What’s the benefit of dependent types, anyway? Pyry pointed this out to me: they allow you to make your functions total by moving the preconditions to the caller side.
You often end up with partial functions because of some preconditions. For example, you might write an integer division function, but division by zero isn’t defined. How do you handle this? In Haskell, you get a runtime exception.
λ> 1 `div` 0
*** Exception: divide by zero
λ> 1 `rem` 0
*** Exception: divide by zero
Elm tries to avoid runtime exceptions and it makes division total by extending the usual definition of division:
> 1 // 0
0 : Int
> 1 `rem` 0
NaN : Int
The unorthodox result for 1 `rem` 0 is
likely a bug.

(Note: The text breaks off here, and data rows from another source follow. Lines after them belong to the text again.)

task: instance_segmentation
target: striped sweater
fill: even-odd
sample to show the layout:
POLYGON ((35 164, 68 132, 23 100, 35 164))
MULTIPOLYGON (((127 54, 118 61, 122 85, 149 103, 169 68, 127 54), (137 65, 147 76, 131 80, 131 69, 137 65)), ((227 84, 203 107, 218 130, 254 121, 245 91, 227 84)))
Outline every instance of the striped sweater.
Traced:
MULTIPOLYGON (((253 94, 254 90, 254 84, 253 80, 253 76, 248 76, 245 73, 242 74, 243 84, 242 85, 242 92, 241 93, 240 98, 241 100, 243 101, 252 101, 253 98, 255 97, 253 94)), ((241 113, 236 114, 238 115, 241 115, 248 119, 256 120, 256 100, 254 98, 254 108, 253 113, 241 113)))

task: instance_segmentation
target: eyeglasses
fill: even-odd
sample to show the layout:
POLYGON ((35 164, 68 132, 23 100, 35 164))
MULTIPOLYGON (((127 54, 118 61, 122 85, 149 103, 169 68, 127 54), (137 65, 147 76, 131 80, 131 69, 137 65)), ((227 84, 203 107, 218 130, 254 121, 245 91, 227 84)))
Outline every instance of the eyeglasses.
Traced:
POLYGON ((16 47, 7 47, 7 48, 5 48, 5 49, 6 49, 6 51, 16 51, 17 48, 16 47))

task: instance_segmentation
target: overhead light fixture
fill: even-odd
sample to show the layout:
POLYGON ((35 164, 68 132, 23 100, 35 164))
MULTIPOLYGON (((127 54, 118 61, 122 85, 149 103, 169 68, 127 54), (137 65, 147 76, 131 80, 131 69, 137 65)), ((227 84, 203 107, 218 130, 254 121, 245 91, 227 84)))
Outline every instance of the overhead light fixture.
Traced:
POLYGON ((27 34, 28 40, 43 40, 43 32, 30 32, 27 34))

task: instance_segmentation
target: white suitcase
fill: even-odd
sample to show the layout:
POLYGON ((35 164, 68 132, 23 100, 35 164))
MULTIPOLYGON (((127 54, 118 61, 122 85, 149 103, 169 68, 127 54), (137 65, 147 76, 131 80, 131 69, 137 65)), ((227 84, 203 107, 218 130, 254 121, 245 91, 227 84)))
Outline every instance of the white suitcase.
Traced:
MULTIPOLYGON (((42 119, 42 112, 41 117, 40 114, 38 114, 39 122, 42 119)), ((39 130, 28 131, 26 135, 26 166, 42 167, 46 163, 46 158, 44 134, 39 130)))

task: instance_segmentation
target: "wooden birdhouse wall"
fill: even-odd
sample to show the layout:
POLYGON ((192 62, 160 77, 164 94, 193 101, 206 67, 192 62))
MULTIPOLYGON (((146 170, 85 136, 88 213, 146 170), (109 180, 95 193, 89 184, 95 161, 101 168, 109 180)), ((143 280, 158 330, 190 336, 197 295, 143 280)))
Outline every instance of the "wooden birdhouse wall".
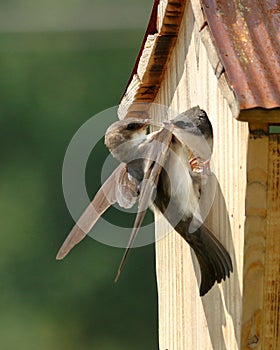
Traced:
MULTIPOLYGON (((249 130, 248 123, 233 117, 233 94, 209 29, 202 25, 195 6, 188 2, 154 102, 178 112, 199 105, 211 120, 212 168, 218 185, 207 225, 228 249, 234 274, 201 298, 197 262, 189 246, 167 223, 157 223, 160 214, 156 214, 156 233, 171 232, 156 243, 161 350, 240 349, 249 130)), ((162 117, 151 115, 155 120, 162 117)))
POLYGON ((272 350, 280 348, 280 134, 250 129, 241 349, 272 350))

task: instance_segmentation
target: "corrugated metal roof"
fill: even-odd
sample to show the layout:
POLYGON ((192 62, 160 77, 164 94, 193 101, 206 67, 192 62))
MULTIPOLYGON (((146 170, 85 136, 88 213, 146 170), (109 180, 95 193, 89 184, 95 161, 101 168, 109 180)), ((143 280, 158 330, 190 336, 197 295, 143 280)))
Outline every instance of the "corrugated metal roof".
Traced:
MULTIPOLYGON (((202 29, 206 25, 210 30, 228 85, 239 105, 240 114, 235 117, 279 122, 280 1, 189 1, 196 10, 195 17, 200 19, 202 29)), ((186 3, 186 0, 154 1, 140 52, 121 99, 120 118, 127 116, 133 108, 138 114, 143 110, 143 117, 147 117, 146 107, 143 104, 137 106, 137 102, 152 102, 160 88, 186 3), (164 9, 160 15, 159 9, 164 9), (149 39, 153 35, 153 49, 146 58, 148 61, 142 64, 141 69, 145 67, 145 72, 141 70, 140 74, 141 60, 147 56, 145 47, 151 46, 149 39)))
POLYGON ((279 0, 202 0, 240 109, 280 107, 279 0))

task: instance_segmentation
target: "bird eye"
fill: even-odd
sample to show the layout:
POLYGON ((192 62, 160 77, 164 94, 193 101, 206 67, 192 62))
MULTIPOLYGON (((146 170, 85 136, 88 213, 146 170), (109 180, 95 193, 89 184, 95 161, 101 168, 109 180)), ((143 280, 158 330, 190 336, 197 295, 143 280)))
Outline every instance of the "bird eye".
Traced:
POLYGON ((129 123, 127 124, 126 130, 136 130, 139 128, 138 123, 129 123))

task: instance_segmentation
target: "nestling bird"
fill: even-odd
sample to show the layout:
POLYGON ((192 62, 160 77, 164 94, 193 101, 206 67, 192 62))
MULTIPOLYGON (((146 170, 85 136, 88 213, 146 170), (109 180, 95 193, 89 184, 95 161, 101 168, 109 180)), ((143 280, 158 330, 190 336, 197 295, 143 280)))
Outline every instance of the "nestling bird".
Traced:
POLYGON ((202 180, 189 163, 190 155, 205 161, 211 157, 212 126, 207 114, 199 107, 190 109, 159 131, 147 135, 149 123, 148 119, 126 118, 109 127, 105 144, 122 164, 115 171, 115 176, 103 185, 103 192, 101 189, 97 193, 99 198, 93 200, 74 226, 57 258, 63 258, 112 203, 125 202, 129 207, 138 196, 135 227, 118 275, 149 203, 150 207, 160 210, 193 249, 200 266, 200 295, 203 296, 215 282, 225 280, 233 270, 228 252, 203 225, 199 215, 202 180), (151 181, 143 181, 147 179, 151 181), (102 193, 103 197, 107 196, 105 204, 102 193), (194 221, 195 231, 190 229, 194 221))
MULTIPOLYGON (((145 137, 147 121, 141 119, 125 119, 116 122, 107 131, 106 146, 111 149, 119 160, 127 162, 128 172, 134 176, 142 168, 145 173, 145 158, 147 149, 153 148, 155 132, 145 137), (122 140, 119 134, 125 136, 122 140), (118 140, 118 142, 116 142, 118 140), (125 146, 129 141, 129 147, 125 146), (114 146, 112 146, 114 145, 114 146), (126 158, 126 148, 130 156, 135 155, 132 162, 126 158)), ((208 160, 213 147, 213 132, 211 123, 205 111, 194 107, 179 115, 171 122, 174 126, 170 150, 164 169, 159 174, 156 198, 153 205, 158 208, 174 229, 189 243, 198 259, 201 270, 200 295, 204 295, 222 279, 229 277, 233 270, 231 258, 218 239, 203 225, 197 224, 195 232, 190 232, 193 220, 200 221, 198 213, 200 200, 200 177, 192 172, 187 153, 208 160)), ((139 180, 139 179, 138 179, 139 180)), ((140 179, 141 180, 141 179, 140 179)), ((211 200, 211 199, 209 199, 211 200)))

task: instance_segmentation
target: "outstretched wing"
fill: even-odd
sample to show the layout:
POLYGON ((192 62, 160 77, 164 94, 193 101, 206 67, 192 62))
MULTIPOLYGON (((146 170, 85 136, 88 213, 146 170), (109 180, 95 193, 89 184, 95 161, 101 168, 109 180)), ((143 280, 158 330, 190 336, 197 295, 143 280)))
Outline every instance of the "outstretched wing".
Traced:
POLYGON ((125 260, 143 222, 148 206, 152 204, 151 201, 153 199, 153 194, 158 183, 159 175, 169 154, 169 147, 172 141, 172 130, 173 126, 171 124, 167 124, 165 128, 154 133, 150 141, 148 152, 146 155, 143 155, 143 158, 145 157, 146 161, 144 179, 141 185, 139 196, 138 212, 134 221, 127 248, 124 252, 115 277, 115 282, 117 282, 120 277, 125 260))
POLYGON ((114 203, 129 208, 137 200, 138 184, 127 172, 126 164, 120 164, 104 182, 92 202, 83 212, 59 249, 56 259, 63 259, 70 250, 89 233, 100 216, 114 203))

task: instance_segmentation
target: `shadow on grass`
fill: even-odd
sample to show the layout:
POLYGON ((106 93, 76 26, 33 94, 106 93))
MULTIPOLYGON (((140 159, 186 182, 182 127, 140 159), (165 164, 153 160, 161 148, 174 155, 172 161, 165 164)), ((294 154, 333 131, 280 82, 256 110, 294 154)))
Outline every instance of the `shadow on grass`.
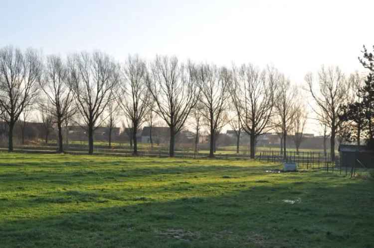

This
solution quietly breaks the invariant x == (x // y) * y + x `rem` y, but
it’s not a big deal. Coq does the same thing. Another solution would be to make
the division function return Maybe. In Haskell:
safeDiv :: Integral a => a -> a -> Maybe a
safeDiv a 0 = Nothing
safeDiv a b = Just (a `div` b)
This means that you have to lift all your division-using computations into Maybe. A language like Coq offers you yet another possibility: you can demand that the caller proves that the divisor is non-zero:
Require Import Arith.
Require Import Nat.
Definition safeDiv x (y : { n : nat | 0 < n }) : nat :=
match y with
| exist _ O pf => match lt_irrefl _ pf with end
| exist _ (S y') _ => div x (S y')
end.
This is a total function. If you want to call it, you have to do it along with a proof that y is non-zero. For example, divide 3 by 2:
Example div_3_2 : nat := safeDiv 3 (exist _ 2 Nat.lt_0_2).
Eval compute in div_3_2. (* = 1 : nat *)
We could try dividing 3 by 0. Let’s do it in type-driven style with the
refine tactic. It allows us to leave holes (_) in a term and fill
them using Coq’s goal mechanism:
Example div_3_0 : nat.
refine (safeDiv 3 (exist _ 0 _)).
Here’s the goal we get:
1 subgoal, subgoal 1 (ID 9)
============================
0 < 0
Good luck with that.